Interestingly, the survey fuses the categories of 'SOA' and 'Web services.' The problem with this fusion is that many organizations may have a significant amount of Web services, which aren't necessarily orchestrated or managed as part of an SOA -- they're JBOWS, or Just a Bunch of Web Services.

I had the chance to talk with Infravio's (or webMethods') Miko Matsumura about what this survey is telling us. Miko pointed out that the survey demonstrates organizational barriers more than technical barriers. "There's a prevailing notion that reuse isn't occurring because of discovery, because people don’t know about things -- but that turns out to be actually not the case."

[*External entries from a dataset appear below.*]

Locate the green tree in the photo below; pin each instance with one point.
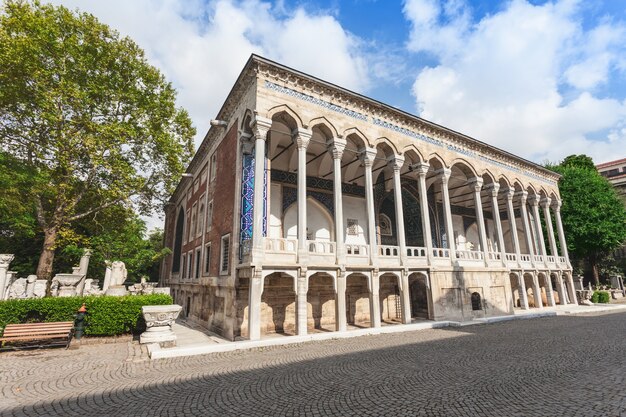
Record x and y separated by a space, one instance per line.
593 214
81 104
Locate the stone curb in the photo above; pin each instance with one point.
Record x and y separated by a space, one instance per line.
156 352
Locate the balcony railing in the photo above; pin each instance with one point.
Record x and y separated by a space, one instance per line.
384 250
470 255
321 246
356 250
415 252
274 244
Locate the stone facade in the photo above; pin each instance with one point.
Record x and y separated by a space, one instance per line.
286 219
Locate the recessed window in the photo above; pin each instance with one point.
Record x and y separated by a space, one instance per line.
213 165
225 255
207 258
477 303
353 227
209 215
198 264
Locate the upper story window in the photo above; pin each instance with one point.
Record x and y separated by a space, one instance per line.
225 255
213 165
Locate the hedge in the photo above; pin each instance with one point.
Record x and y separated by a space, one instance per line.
106 315
601 297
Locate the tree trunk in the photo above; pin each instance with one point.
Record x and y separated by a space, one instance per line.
44 268
594 270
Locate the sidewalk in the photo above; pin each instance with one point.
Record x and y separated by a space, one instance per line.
194 341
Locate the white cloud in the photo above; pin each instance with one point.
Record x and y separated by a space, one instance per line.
501 79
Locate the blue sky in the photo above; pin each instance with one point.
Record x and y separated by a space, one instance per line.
541 79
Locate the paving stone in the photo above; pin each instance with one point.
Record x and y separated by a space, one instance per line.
566 365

Actually, "the reality is that people don’t fully engage SOA because of mistrust, and political reasons, and because of silos. And silos evolve not because people are dumb, but because people are pretty smart. They know who their bosses are, they know which kingdom they below to, and they k now that the enemy may not be the product they compete against in the market, it may be the other division In the company that gets more budget than them."

For example, Miko said, about 55% of respondents said one of the challenges is that SOA introduces more complexity into IT systems. "What does that mean, introduce more complexity?" he asked. "It means it introduces someone else’s interest into my workflow. So the developer says, 'now I have to deal with complying with these standards for interoperability, whereas before, I didn’t have to. That’s more complexity. Now I have to deal with getting approval from another business unit, whereas before, I didn’t have to. Complexity really means introducing somebody else’s viewpoint."

Such as being married introduces more complexity than the single life. In the case of enterprise SOA, "it's like being married to 40 people," he quipped.